KANT: A liberdade individual está ligada à vivência em sociedade. O indivíduo é antes de tudo um sujeito de direito que convive com outros sujeitos de direito. Então o respeito às leis e ao dever como imperativo categórico torna cada cidadão livre. O Estado Jurídico é a expressão da vontade de cada sujeito e obedecer a esta legislação construída por vontade livre dos cidadãos é o que chamo de liberdade. A coação da sociedade para que force o homem a viver dentro da lei é o que o torna livre, porque acredito que disciplina é liberdade. Se, por exemplo, todos cumprirem a lei de que não se pode roubar, ou matar para roubar, as pessoas poderiam livremente andar pelas ruas sem temer, a qualquer hora do dia ou da noite.

MARX: Pois eu penso que é justamente a sociedade constituída quem aprisiona o homem. Contudo, é nela, através da luta que a liberdade deva ser conquistada. A fala de Kant é formal e abstrata, visto que ele parte de uma sociedade ideal e não real. A sociedade que conhecemos é escravocrata e o capitalismo apresenta uma falsa liberdade, tal e qual o ideal de propriedade de Kant, visto que a única propriedade que o operário tem é a sua força de trabalho, que a acaba vendendo aos donos do capital por muito pouco, tornando-se escravo dele. Os homens fazem a sua própria história, mas não o fazem como querem... A tradição de todas as gerações mortas oprime como um pesadelo o cérebro dos vivos. Além disto, os poderosos lançam mão de alguns meios de dominação, entre eles, como afirma Epicuro, está o medo dos deuses; a religião é o ópio do povo, prometem ao povo uma libertação futura para que este povo não lute por sua libertação na terra.

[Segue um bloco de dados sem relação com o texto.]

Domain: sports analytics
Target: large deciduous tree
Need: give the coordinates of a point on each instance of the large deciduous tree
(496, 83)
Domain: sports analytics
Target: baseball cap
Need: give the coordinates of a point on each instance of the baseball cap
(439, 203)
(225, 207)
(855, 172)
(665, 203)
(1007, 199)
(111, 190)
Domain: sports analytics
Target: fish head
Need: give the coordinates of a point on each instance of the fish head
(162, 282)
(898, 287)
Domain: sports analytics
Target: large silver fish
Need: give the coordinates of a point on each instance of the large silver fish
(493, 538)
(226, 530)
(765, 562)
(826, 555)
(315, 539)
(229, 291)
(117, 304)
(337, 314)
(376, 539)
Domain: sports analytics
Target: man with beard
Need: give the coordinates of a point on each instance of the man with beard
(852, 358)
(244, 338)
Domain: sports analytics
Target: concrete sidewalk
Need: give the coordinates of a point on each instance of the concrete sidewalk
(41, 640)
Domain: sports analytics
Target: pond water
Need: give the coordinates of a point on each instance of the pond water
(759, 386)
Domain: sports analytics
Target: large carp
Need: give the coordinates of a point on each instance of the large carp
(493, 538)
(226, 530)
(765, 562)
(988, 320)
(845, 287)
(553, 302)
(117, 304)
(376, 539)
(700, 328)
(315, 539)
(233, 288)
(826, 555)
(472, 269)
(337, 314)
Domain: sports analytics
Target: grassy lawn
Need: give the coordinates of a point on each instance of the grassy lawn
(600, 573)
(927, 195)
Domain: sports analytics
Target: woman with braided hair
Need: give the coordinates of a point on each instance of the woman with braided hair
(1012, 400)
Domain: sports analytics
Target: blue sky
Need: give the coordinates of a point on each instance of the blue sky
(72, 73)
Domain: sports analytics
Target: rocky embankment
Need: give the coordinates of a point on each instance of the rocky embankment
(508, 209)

HOBBES: Percebo a questão da liberdade como ausência de impedimento, ou seja, podemos fazer tudo aquilo que não há o que nos impeça de fazê-lo, seja a lei, a consciência, a natureza... Porém, devemos cumprir com tudo que nos limita. Isto acontece com todas coisas, um rio, por exemplo, só transita dentro dos limites do seu vazão de água, às vezes mais baixo, às vezes mais alto, mas sempre dentro dos seus limites. Embora o livre-arbítrio esteja dentro deste espaço limitador, já que há mandamentos nele, não o vejo como tese adequada, pois um dos critérios norteadores da liberdade é o senso de justiça. O livre-arbítrio não cobra nada, não castiga quem não cumpre, não há conseqüências... Se não há justiça, não há liberdade, pois ações boas promovem conseqüências boas e ações más promovem conseqüências más. 

AGOSTINHO: Mas Deus cobrará de quem não viveu segundo seus preceitos...


HOBBES: Então neste caso o livre-arbítrio não serve para nada! Ele se torna apenas arbítrio, que é onde não transita a liberdade.